I'm working on Alumnium (https://alumnium.ai). It's an open-source library to simplify web application testing with Selenium/Playwright.
I aim to create a stable and affordable tool that allows me to eliminate most of the support code I write for web tests (page objects, locators, etc.) and replace it with human-readable actions and assertions. These actions and assertions are then translated by an LLM into browser instructions. The tool, however, should still leverage all existing infrastructure (test runner, CI/CD, Selenium infrastructure).
So far, it's working well on simple websites (e.g., a calculator, TodoMVC), and I'm currently working on scaling it to large web applications.
I experimented with Computer Use and even though it's pretty cool, I ended up not using it for 2 main reasons:
1. It's unreasonably expensive. A single test "2+2=4" for a web calculator costs around $0.15. I run roughly 1k tests per month on CI and I don't want to spend $150 on those. The approach I took with Alumnium costs me $4 per month for the same amount of tests.
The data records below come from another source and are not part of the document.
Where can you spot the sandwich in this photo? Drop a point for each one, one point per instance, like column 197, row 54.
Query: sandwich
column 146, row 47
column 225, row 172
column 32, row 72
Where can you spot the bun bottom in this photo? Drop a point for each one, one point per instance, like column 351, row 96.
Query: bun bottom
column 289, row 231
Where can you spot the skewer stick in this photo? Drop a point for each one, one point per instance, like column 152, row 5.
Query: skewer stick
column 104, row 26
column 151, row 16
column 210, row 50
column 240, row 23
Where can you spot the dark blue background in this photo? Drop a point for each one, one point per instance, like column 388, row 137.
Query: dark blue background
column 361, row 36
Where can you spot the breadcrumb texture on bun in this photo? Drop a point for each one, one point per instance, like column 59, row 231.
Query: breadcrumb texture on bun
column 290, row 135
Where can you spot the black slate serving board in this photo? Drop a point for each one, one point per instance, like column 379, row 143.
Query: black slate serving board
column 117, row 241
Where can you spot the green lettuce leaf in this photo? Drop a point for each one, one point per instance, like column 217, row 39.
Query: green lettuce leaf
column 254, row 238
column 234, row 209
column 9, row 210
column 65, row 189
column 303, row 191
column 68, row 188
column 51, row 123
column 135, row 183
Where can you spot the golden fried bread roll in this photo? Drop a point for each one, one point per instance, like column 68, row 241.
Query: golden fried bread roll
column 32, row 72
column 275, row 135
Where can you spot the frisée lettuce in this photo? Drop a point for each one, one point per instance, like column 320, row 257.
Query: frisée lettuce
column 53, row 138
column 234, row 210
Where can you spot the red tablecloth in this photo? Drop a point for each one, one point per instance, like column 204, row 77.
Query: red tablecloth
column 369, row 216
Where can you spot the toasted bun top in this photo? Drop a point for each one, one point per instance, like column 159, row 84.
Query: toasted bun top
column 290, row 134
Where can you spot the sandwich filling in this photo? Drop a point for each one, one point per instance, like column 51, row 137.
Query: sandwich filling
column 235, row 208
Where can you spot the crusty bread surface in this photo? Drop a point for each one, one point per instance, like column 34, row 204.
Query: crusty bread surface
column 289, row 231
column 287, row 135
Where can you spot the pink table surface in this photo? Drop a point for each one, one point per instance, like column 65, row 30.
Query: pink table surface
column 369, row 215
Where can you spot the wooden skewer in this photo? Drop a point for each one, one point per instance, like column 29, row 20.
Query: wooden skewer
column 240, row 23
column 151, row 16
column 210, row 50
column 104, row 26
2. It tries too hard to make the test pass even when it's not possible. When I intentionally introduced bugs in applications, Computer Use sometimes pretended the everything was fine and marked the test passed. Alumnium on the other hand attempts to fail as early as possible.
For the 1st point, I generate a script with hashed check points so next run is automated unless something changes in the UI to invoke AI. I make this possible by proxy wrapping playwright library so I can take over every method. Users use playwright like they always have but with one extra method called act.
Omini parser lets you split section of the UI to hash and watch for changes that are relevant.
> For the 1st point, I generate a script with hashed check points so next run is automated unless something changes in the UI to invoke AI. I make this possible by proxy wrapping playwright library so I can take over every method. Users use playwright like they always have but with one extra method called act.
How would you determine that something changed in UI by just looking at a screenshot? Would you additionally compare HTML/DOM or approximate the two screenshots?
> Omini parser lets you split section of the UI to hash and watch for changes that are relevant.
I wasn't aware, thanks for sharing!
> For 2, can you give some examples?
Specifically, if you take the Shortest tool (https://shortest.com), a test runner powered by Computer Use API, write a test "Validate the task can be pinned" for https://todomvc.com/examples/vue/dist/, and run it — it passes. It should have failed because there is no way to "pin" tasks in the app, yet it pretends that completing the task is the same as pinning.
Compare parts of screenshot and see if they changed. I didn't want to use DOM at all. My hypothesis was multi model AI agents will get cheaper over time (Gemini flash is crazy cheap) and people would start putting in attacks in the DOM to confuse AI.
Additionally, existing tools that I used struggled interacting with sites like reddit. So I set out to skip DOM and focus on a generalized approach.
I tried to go cheaper by using ui-tars, open source model by bytedance to run test locally without needing anthropic but it wasn't reliable enough.
That short test link is interesting. I didn't know they existed. Wow, the field is moving fast.
I aim to create a stable and affordable tool that allows me to eliminate most of the support code I write for web tests (page objects, locators, etc.) and replace it with human-readable actions and assertions. These actions and assertions are then translated by an LLM into browser instructions. The tool, however, should still leverage all existing infrastructure (test runner, CI/CD, Selenium infrastructure).
So far, it's working well on simple websites (e.g., a calculator, TodoMVC), and I'm currently working on scaling it to large web applications.